К его названию Айша так и не привыкла, предпочитая говорить «Тифлис», хотя молодые её вечно поправляли.

- Оставьте меня в покое, - говорила им Айша. – Для меня он всегда останется Тифлисом, так же как Буйнакск ваш для меня Шура, а Махачкала – Анжи! Все эти новые названия – для вас, а мне оставьте старые!

- Ну, какие же они новые, дадэй! – говорил ей Шамиль. – Они уже давным-давно так названы, меня ещё даже на свете не было! Так что давай, переучивайся!

- И не подумаю! – отвечала Айша. – Это для вас они старые, а для меня – новые. Вы называйте, как хотите, и я буду называть, как хочу!

- Ох, дадэй, дадэй, ну какая же ты у нас упрямая! – вторил брату Арсен.

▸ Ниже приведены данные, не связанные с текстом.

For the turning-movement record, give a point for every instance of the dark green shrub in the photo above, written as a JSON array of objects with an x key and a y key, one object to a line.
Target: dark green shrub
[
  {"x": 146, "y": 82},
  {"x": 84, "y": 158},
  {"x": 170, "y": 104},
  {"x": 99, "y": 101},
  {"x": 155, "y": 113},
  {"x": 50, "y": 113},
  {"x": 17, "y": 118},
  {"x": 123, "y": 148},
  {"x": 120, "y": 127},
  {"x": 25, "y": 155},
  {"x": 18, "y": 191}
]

- И ещё не хочешь никак признать, что бога нет! А вот наша учительница говорит, что нет! – не унимался Шамиль.

- А ну замолчи! – прикрикнула на внука Айша. – Чтобы я этого больше не слышала! Ничего эта ваша учительница не понимает!

- Ага, не понимает! Это ты не понимаешь! Ты ведь не умеешь даже читать и писать по-русски …

- По-русски не умею, зато по-другому умею… Ну, ладно, всё, давайте-ка прекратим этот разговор, а то мне придётся с вами поругаться! А как я могу ругаться со своими любимыми внуками, а? Дайте я вас лучше поцелую… и садитесь за уроки… а не то ваши слишком умные учителя понаставят вам кучу двоек!

Концерт по заявкам зрителей был окончен, и Айша, не переставая дивиться этому чуду в виде обычного ящика с говорящим экраном, переместилась на кухню.

Имран попросил приготовить на ужин его любимые б у р к и в, и предназначенный для начинки творог уже с самого утра томился в ожидании, аккуратно разложенный для подсыхания на чистом чайном полотенце.

Женщине доставляло ни с чем не сравнимое удовольствие готовить пищу для своей семьи. Покойный Ансар признавался, что даже его мать не готовит так вкусно, как она, Айша, а сын Имран утверждал, что Фариде, как бы она ни старалась, ещё очень далеко до кулинарных талантов его мамы. Айша, видя, что невестке не очень-то приятно слышать такое из уст мужа, всячески старалась сгладить его слова искренней похвалой фаридиной стряпни, но и сын, и внуки, и дочка с зятем в один голос утверждали, что даже простая яичница или калмыцкий чай, приготовленные её, айшиными, руками, имеют совершенно особый и неповторимый вкус, а уж о хинкалах-то и говорить нечего.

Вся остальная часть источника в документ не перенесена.